Optimal governance interventions depend on progress in technical AI safety. For example, two rough technical safety milestones are have metrics to determine how scary a model’s capabilities are and have a tool to determine whether a model is trying to deceive you. Our governance plans should adapt based on whether these milestones have been achieved (or when it seems they will be achieved) (and for less binary milestones, adapt based on partial progress).
What are more possible milestones in technical AI safety (that might be relevant to governance interventions)?
These aren’t necessarily milestones rather than capabilites that can come on a sliding scale, but:
Tools to accelerate alignment research (which are also tools to accelerate AGI research)
AI assistants for conceptual research
Novel modes of AI-enabled writing
AI assistants for interpretability or AI design
Value learning schemes at various stages along both conceptual and technological development
Low conceptual, high technological: people think it has a lot of holes, but it works well with SOTA AI designs and good tools have been developed to handle the human-interaction parts of the value learning.

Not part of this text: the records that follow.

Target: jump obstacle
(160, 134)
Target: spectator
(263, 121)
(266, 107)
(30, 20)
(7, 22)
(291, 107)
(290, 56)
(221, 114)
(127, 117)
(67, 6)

High conceptual, low technological: Pretty much everyone is, if not excited by it, not actively worried about it, but it would require developing entirely new infrastructure to use.
That said, I’m not sure how much governance plans should adapt based on milestones. Maybe we should expect governance to be slow to respond, and therefore requiring plans that are good when applied broadly and without much awareness of context.
https://intelligence.org/2017/10/13/fire-alarm/
How is that relevant? It’s about whether AI risk will be mainstream. I’m thinking about governance interventions by this community, which doesn’t require the rest of the world to appreciate AI risk.
I assumed, evidently incorrectly, that the point was to prompt government planners and policymakers with clear ideas now, and say that they will be relevant once X happens—and I don’t think that there is an X such that they will be convinced, short of actual catastrophe.
It now sounds like you looking to do conditional planning for future governance interventions. I’m not sure if that makes sense—it seems pretty clear that groundwork and planning on governance splits between near-term / fast takeoff, and later / slow takeoff, and we’ve been getting clear indications that we’re nearer to the former than the latter—but we aren’t going to develop the interventions materially differently based on specific metrics, since the worlds where almost any of the interventions are effective are not going to be sensitive to that level of detail.
Interesting, thanks.
(I agree in part, but (1) planning for far/slow worlds is still useful and (2) I meant more like metrics or model evaluations are part of an intervention, e.g. incorporated into safety standards than metrics inform what we try to do.)